Investigation of Epitaxy Relationships Between Ca5(PO4)3OH and Other Calcium Ortho-Phosphates.

A procedure for generating and quantitatively comparing possible cases of epitaxy and twinning has been devised and applied to the study of epitaxy between Ca5(PO4)3OH and other calcium orthophosphates. For any two given lattices, pairs of nets which match dimensionally within prescribed limits are found and sorted in order of increasing mismatch. The crystal structural parameters are used to generate and match atomic patterns corresponding to each pair of nets. Pattern matching is done by comparing magnitudes of vectors describing the immediate environment of each atom in turn, and does not require orienting the two patterns relative to one another. Atomic charges related by each vector are also considered. Use of the vector sets introduces the limitation that twinning involving reorientation in a contact plane cannot be distinguished from no reorientation (identity match). An additional method which uses these results to match complete patterns is suggested.

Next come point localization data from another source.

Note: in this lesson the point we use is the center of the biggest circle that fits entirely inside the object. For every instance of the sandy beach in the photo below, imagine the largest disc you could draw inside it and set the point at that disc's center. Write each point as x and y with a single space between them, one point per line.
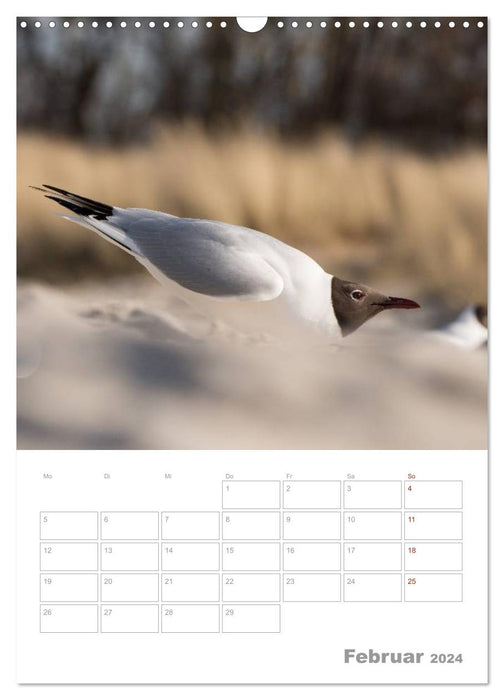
124 365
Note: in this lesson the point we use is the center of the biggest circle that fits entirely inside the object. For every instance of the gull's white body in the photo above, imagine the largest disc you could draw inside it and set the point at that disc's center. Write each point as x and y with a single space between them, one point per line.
465 331
214 265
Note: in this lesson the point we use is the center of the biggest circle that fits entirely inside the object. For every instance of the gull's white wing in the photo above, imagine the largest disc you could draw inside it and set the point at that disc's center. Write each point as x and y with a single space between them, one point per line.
208 257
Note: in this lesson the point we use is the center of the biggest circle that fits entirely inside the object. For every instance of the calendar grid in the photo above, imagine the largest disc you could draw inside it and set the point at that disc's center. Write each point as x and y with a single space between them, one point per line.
270 545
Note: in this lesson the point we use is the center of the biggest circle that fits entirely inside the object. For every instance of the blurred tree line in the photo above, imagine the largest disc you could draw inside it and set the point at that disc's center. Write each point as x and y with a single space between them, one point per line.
423 87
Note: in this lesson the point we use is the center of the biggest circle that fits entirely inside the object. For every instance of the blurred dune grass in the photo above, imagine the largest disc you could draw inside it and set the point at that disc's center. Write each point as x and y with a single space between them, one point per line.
372 210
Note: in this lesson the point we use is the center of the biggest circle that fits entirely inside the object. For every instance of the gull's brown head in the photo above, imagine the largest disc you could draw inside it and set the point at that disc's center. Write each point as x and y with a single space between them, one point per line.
355 303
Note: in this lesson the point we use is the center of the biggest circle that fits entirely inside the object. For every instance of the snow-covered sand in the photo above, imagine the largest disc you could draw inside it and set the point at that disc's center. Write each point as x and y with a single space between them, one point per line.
125 366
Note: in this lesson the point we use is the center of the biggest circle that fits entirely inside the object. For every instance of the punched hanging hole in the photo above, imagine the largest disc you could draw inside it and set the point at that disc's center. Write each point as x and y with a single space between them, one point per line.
251 24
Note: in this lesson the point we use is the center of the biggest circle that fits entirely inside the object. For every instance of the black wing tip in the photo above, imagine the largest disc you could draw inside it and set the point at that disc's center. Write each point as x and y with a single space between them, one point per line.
89 207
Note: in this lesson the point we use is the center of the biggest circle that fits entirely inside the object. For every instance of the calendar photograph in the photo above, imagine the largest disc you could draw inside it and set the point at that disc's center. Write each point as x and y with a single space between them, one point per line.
252 236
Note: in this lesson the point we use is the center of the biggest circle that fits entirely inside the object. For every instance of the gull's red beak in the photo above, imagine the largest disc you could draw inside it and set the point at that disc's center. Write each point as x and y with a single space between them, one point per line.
399 303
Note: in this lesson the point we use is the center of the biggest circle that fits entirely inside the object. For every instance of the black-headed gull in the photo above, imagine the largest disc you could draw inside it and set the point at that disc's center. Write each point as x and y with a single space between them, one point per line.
210 260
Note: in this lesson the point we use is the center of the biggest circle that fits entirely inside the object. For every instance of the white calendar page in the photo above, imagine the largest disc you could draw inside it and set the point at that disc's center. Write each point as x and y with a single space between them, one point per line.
252 567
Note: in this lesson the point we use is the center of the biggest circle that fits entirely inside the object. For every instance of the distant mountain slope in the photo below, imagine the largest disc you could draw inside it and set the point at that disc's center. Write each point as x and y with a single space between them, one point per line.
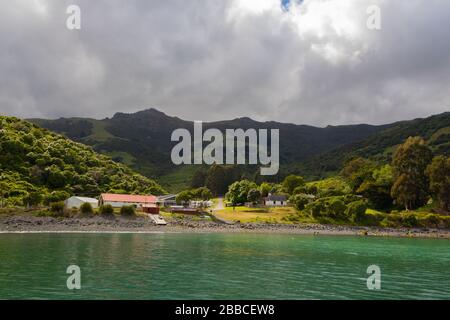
380 146
142 139
33 159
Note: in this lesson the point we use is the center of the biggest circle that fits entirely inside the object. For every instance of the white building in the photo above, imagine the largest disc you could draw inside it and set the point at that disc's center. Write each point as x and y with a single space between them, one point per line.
275 201
120 200
76 202
167 200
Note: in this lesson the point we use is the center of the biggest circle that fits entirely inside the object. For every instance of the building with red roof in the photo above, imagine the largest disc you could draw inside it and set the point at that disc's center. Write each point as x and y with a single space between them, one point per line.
120 200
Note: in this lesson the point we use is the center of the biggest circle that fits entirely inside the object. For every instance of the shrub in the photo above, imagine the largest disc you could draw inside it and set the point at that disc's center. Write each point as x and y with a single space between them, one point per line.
86 208
357 211
57 207
106 209
337 208
410 220
430 220
56 196
316 209
128 211
299 201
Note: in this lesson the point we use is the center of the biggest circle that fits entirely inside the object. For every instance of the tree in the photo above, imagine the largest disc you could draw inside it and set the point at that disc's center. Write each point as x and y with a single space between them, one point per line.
184 197
356 171
409 163
299 201
238 191
86 208
206 194
128 211
291 182
33 199
3 192
377 188
254 196
199 178
356 211
215 180
56 196
438 173
264 189
106 209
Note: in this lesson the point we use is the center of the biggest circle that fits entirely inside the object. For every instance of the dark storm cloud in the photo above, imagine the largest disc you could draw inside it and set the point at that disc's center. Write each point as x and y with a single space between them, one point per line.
315 63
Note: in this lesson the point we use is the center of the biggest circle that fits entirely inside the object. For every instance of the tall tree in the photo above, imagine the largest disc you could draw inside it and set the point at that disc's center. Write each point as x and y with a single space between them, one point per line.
409 163
215 180
291 182
199 178
439 174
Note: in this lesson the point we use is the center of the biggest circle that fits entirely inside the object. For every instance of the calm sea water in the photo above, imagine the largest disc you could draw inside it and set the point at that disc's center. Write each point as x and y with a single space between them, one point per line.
221 266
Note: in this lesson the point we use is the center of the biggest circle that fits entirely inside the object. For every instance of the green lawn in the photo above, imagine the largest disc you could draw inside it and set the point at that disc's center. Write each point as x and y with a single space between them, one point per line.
245 214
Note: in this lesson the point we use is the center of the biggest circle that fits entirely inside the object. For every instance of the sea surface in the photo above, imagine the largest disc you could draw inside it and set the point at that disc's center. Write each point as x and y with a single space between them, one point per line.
221 266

The procedure is general in nature and has been applied here to the study of possible epitaxies between Ca5(PO4)3OH and Ca8H2(PO4)6·5H2O, Ca4O(PO4)2, CaHPO4, CaHPO4·2H2O, Ca(H2PO4)2·H2O, ß-Ca3(PO4)2 and Ca5(PO4)2SiO4. Of these cases, only the epitaxies Ca5(PO4)3OH/Ca8H2(PO4)6·5H2O and Ca5(PO4)3OH/Ca4O(PO4)2 appear to have sufficient structural similarity to occur in practice.